United States of America, Plaintiff-appellee, v. Wayne Gilbert Marvel, Defendant-appellant.no. 73-3293 Summary Calendar.**rule 18, 5th Cir.; See Isbell Enterprises, Inc. v. Citizens Casualty Co. of New York et al., 5th Cir., 1970,431 F.2d 409, Parti, 493 F.2d 15 (5th Cir. 1974)Annotate this Case
Lester L. McIntyre, Mobile, Ala. (Court-appointed), for defendant-appellant.
Charles S. White-Spunner, U.S. Atty., Irwin W. Coleman, Asst. U.S. Atty., Mobile, Ala., for plaintiff-appellee.
Before COLEMAN, DYER and RONEY, Circuit Judges.
Appellant was indicted for Dyer Act violations. Count One of the indictment charged interstate transportation of a stolen automobile in violation of 18 U.S.C.A. 2312. Count Two alleged receiving and concealing the same vehicle in violation of 18 U.S.C.A. 2313. Appellant was convicted on both counts by a jury. His appeal raises four issues.

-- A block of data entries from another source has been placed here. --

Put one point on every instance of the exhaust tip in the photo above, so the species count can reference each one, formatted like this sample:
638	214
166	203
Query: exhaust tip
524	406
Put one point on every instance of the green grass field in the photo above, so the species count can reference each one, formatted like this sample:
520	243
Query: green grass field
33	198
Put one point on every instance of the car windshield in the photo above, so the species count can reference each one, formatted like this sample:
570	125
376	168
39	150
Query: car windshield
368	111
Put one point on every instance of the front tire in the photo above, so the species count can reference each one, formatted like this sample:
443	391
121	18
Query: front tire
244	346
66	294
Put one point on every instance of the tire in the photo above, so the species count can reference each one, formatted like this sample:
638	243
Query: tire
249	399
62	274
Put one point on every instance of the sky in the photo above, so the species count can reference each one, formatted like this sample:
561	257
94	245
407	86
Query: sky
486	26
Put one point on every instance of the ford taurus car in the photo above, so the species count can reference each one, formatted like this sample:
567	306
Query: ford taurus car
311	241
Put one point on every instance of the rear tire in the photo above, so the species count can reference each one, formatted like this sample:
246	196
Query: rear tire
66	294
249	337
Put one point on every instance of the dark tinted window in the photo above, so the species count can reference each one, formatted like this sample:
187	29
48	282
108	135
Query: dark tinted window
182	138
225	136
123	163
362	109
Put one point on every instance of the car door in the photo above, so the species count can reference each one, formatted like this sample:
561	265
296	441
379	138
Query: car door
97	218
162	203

( 1) Appellant contends that the District Court erred in conducting an in camera hearing on the voluntariness of his confession after he had withdrawn his motion to suppress. He contends that withdrawal of his motion removed any issue of voluntariness from the case, rendering the district judge powerless under 18 U.S.C.A. 3501(a) to hold an in camera hearing. Withdrawal of the motion did not per se eliminate the question. Although appellant was willing to stipulate that the statement was freely given after proper Miranda warnings, he claimed, at various times, to have been ill, to have felt the futility of convincing F.B.I. agents of his innocence, and to have been threatened by a city policeman with a greater sentence on state charges if the F.B.I. declined to pursue the case. Under the circumstances, the district judge did not abuse his discretion in holding an in camera hearing, even though this did result in the Government's learning something of appellant's planned defense at the suppression hearing.
( 2) Appellant argues that the District Court committed plain error in failing to clearly instruct the jury as to the weight to be given to the confession as required by 18 U.S.C.A. 3501(a). The statute, however, does not specify any particular wording to be used. The Court charged the jury on its responsibility to judge the credibility of witnesses and to weigh their testimony and the testimony of the defendant, who had taken the stand and had testified on the material in the confession. And the Court charged:
You are likewise instructed that evidence of admissions on the part of the defendant, if any, ought to be received by you with caution.
Appellant did not object to these portions of the charge. Error, if any, is not plain. See United States v. Williams, 484 F.2d 176, 178 (8th Cir.), cert. denied, 414 U.S. 1070, 94 S. Ct. 581, 38 L. Ed. 2d 475 (1973).
( 3) Appellant contends his conviction and sentence for violation of both 18 U.S.C.A. 2312 and 2313 constitute multiple punishment for a single act in violation of the constitutional ban on cruel and unusual punishment. This Circuit has already decided this issue against appellant. United States v. Stone, 411 F.2d 597 (5th Cir. 1969), Strother v. United States, 387 F.2d 385 (5th Cir. 1967), cert. denied, 391 U.S. 971, 88 S. Ct. 2038, 20 L. Ed. 2d 886 (1968).
( 4) Appellant alleges error in the District Court's failure to instruct the jury on the meaning of 'concealing' in Count Two. The Court did charge that appellant could be convicted if the jury found that he 'received,' that he 'concealed,' or that he 'received and concealed.' The Court defined receiving.' The jury sent a communication to the trial judge stating:
Count two, we feel Mr. Marvel did receive but we have no evidence he concealed the automobile. Could we have a better explanation on this, please?
The Court then repeated the essence of its earlier instruction, but attempted to clarify its use of 'conjunctive' and 'disjunctive,' fearing that these terms had confused the jury. Appellant did not request an instruction on 'concealing' and did not object to either of the Court's oral charges. In the circumstances of this case, the District Court's failure to define 'concealing' does not rise to the level of plain error.